Unnamed: 0,hair,feathers,eggs,milk,airborne,aquatic,predator,toothed,backbone,breathes,...,catsize,cloaca,webbed,beak,legs_0,legs_2,legs_4,legs_5,legs_6,legs_8
0,1,0,0,1,0,0,1,1,1,1,...,1,0,0,0,0,0,1,0,0,0
1,1,0,0,1,0,0,0,1,1,1,...,1,0,0,0,0,0,1,0,0,0
2,0,0,1,0,0,1,1,1,1,0,...,0,1,0,0,1,0,0,0,0,0
3,1,0,0,1,0,0,1,1,1,1,...,1,0,0,0,0,0,1,0,0,0
4,1,0,0,1,0,0,1,1,1,1,...,1,0,0,0,0,0,1,0,0,0


In [14]:
y.head()

0    1
1    1
2    4
3    1
4    1
Name: class_type, dtype: int64

In [15]:
from sklearn.linear_model import LogisticRegression
from sklearn.model_selection import train_test_split

lr = LogisticRegression(multi_class='multinomial', solver='newton-cg')
X_train, X_test, y_train, y_test = train_test_split(X, y, random_state=42)
lr.fit(X_train, y_train)

print('Train score: ', lr.score(X_train, y_train))
print('Test score: ', lr.score(X_test, y_test))

Train score:  1.0
Test score:  0.96


Model `lr` predicts at 96% accuracy with unseen data.
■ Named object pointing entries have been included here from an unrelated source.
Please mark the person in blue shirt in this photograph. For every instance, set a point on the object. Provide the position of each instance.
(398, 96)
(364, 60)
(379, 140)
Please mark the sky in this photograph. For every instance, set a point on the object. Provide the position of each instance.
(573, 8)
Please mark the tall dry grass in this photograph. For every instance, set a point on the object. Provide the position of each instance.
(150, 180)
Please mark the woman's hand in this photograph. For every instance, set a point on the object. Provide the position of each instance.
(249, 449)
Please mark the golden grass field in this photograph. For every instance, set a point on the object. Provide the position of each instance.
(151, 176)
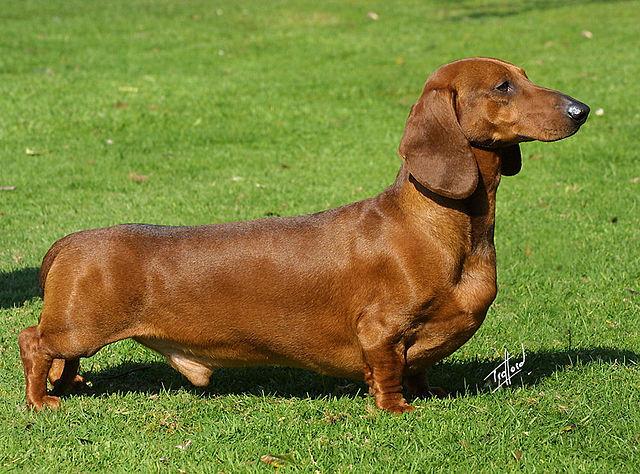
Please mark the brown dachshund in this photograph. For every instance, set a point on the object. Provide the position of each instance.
(380, 289)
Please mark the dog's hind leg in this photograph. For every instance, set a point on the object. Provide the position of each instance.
(36, 362)
(64, 376)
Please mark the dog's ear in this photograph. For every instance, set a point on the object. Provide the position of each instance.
(436, 151)
(510, 160)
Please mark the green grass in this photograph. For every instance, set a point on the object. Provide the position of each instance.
(187, 113)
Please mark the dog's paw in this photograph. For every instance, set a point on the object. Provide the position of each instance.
(48, 401)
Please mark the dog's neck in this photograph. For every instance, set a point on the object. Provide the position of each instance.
(479, 208)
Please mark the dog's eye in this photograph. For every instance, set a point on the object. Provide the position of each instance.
(504, 86)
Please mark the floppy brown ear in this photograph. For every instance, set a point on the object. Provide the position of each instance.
(436, 151)
(510, 160)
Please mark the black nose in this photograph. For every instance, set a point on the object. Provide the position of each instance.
(578, 111)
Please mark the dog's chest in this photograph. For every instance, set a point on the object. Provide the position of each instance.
(451, 318)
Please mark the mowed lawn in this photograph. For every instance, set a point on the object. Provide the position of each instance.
(200, 112)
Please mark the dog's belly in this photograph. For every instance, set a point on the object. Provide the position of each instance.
(198, 363)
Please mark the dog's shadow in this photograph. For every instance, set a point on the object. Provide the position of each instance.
(460, 378)
(18, 287)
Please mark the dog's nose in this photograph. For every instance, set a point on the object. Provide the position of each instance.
(578, 111)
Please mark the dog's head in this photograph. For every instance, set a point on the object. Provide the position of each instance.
(484, 103)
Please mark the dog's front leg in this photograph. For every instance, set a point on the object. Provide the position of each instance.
(384, 366)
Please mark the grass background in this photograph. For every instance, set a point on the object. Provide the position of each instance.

I assume this is trustworthy.

### Now let's identify platypus

Remember `Class_Number` of each animal type

In [16]:
animal_class[['Class_Number', 'Class_Type']]
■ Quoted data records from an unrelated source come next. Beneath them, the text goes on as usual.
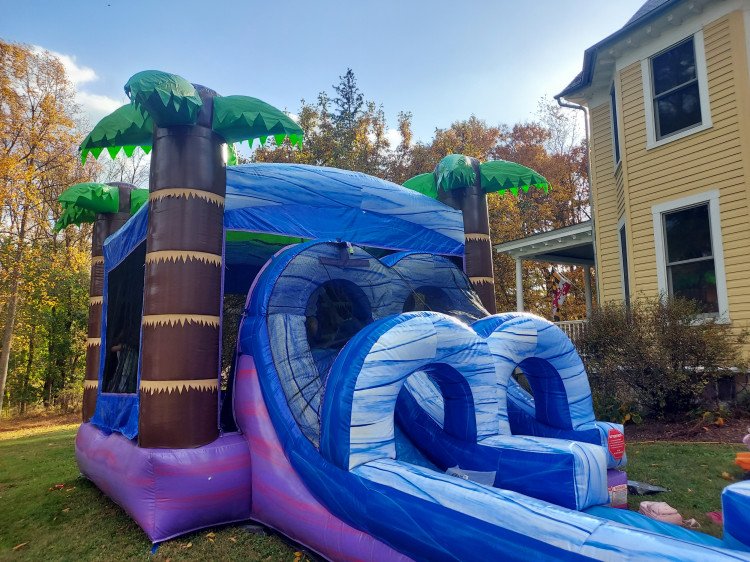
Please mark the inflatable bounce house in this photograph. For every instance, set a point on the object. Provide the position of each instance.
(300, 346)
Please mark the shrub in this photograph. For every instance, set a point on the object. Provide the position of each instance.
(658, 356)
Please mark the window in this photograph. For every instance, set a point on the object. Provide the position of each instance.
(615, 133)
(123, 330)
(624, 265)
(689, 251)
(676, 91)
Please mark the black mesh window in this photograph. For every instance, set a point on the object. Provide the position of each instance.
(124, 312)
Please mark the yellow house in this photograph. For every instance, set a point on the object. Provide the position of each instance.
(668, 104)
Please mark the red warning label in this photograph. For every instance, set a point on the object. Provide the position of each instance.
(616, 442)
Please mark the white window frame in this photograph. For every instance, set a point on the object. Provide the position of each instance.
(657, 211)
(648, 94)
(625, 290)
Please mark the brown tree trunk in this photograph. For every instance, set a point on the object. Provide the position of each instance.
(12, 307)
(105, 225)
(472, 202)
(182, 301)
(27, 373)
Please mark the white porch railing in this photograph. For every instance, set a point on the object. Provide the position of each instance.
(572, 328)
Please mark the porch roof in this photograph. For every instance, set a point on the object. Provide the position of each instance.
(573, 245)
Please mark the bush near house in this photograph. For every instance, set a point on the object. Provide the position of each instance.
(657, 357)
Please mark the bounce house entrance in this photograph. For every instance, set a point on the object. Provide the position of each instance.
(335, 311)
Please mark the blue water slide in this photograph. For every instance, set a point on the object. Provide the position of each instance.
(353, 467)
(534, 345)
(561, 406)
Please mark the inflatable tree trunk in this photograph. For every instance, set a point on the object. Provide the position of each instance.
(472, 202)
(104, 225)
(182, 301)
(463, 183)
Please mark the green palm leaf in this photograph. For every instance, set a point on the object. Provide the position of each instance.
(124, 128)
(502, 176)
(167, 98)
(239, 118)
(455, 171)
(83, 201)
(424, 184)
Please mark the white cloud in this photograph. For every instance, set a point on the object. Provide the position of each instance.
(93, 106)
(393, 136)
(76, 74)
(96, 106)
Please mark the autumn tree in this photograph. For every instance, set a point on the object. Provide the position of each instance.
(345, 131)
(38, 141)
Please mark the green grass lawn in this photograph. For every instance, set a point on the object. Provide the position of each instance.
(691, 471)
(76, 522)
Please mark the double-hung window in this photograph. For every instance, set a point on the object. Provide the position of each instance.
(689, 255)
(676, 91)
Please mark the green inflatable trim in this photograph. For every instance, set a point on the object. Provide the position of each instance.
(275, 239)
(424, 184)
(455, 172)
(240, 118)
(167, 98)
(123, 129)
(83, 201)
(502, 176)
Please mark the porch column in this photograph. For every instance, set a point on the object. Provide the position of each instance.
(587, 290)
(519, 285)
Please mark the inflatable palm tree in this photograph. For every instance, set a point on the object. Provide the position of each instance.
(187, 126)
(463, 183)
(108, 206)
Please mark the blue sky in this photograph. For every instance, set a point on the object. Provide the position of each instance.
(441, 60)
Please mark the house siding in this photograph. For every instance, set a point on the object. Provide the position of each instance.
(716, 158)
(605, 210)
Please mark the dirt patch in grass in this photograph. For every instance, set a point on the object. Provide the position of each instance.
(694, 431)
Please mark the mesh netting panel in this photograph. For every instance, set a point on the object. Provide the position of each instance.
(325, 295)
(434, 283)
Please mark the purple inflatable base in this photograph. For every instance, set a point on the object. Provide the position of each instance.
(169, 492)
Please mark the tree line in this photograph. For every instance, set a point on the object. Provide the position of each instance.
(44, 274)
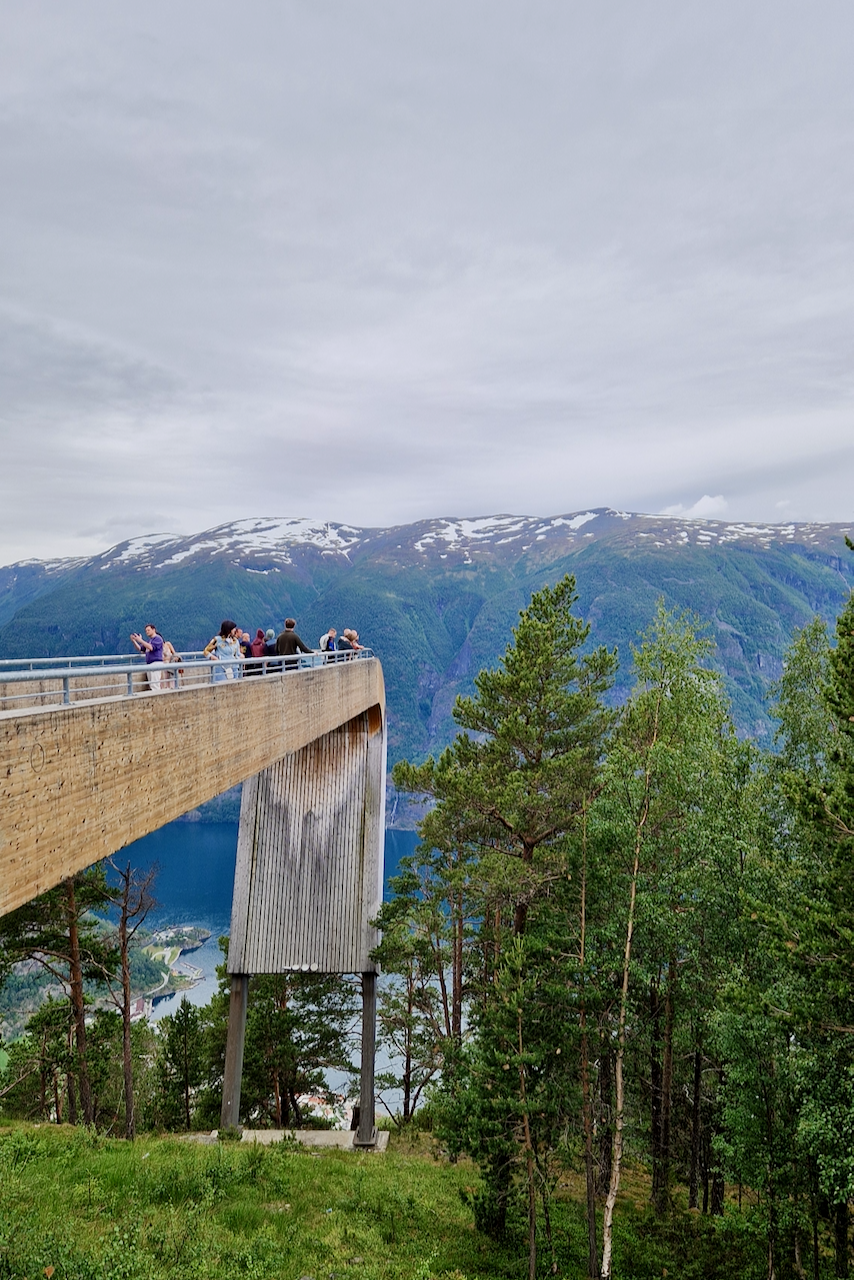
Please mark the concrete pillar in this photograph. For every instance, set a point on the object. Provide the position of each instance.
(366, 1132)
(233, 1075)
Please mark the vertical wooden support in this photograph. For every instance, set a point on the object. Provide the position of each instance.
(233, 1075)
(366, 1132)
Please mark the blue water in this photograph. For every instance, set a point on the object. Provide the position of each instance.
(195, 882)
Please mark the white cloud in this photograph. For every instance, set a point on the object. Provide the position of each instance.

Unnamed: 0,Class_Number,Class_Type
0,1,Mammal
1,2,Bird
2,3,Reptile
3,4,Fish
4,5,Amphibian
5,6,Bug
6,7,Invertebrate


In [17]:
# female platypus is ..
class_type = lr.predict(platypus_female.drop(columns={'animal_name', 'class_type'}))
print('Class_Number: ', class_type[0])
print(f"Platypus (female) is {animal_class[animal_class['Class_Number']==class_type[0]]['Class_Type'][0]}")

Class_Number:  1
Plutypus (female) is Mammal


In [18]:
# male platypus is ...
class_type = lr.predict(platypus_male.drop(columns={'animal_name', 'class_type'}))
print('Class_Number: ', class_type[0])
print(f"Platypus (male) is {animal_class[animal_class['Class_Number']==class_type[0]]['Class_Type'][0]}")

Class_Number:  1
Plutypus (male) is Mammal


## Conclusion

They both got `1` and which means they are mammal. `cloaca`, `webbed feet`, `beak`, and `venomous` are not so strong characteristics that they can determines wheter the animal is mammal

## Note

In terms of data science, they are identified as mammal however this dataset was not very big so it could give different result with bigger dataset.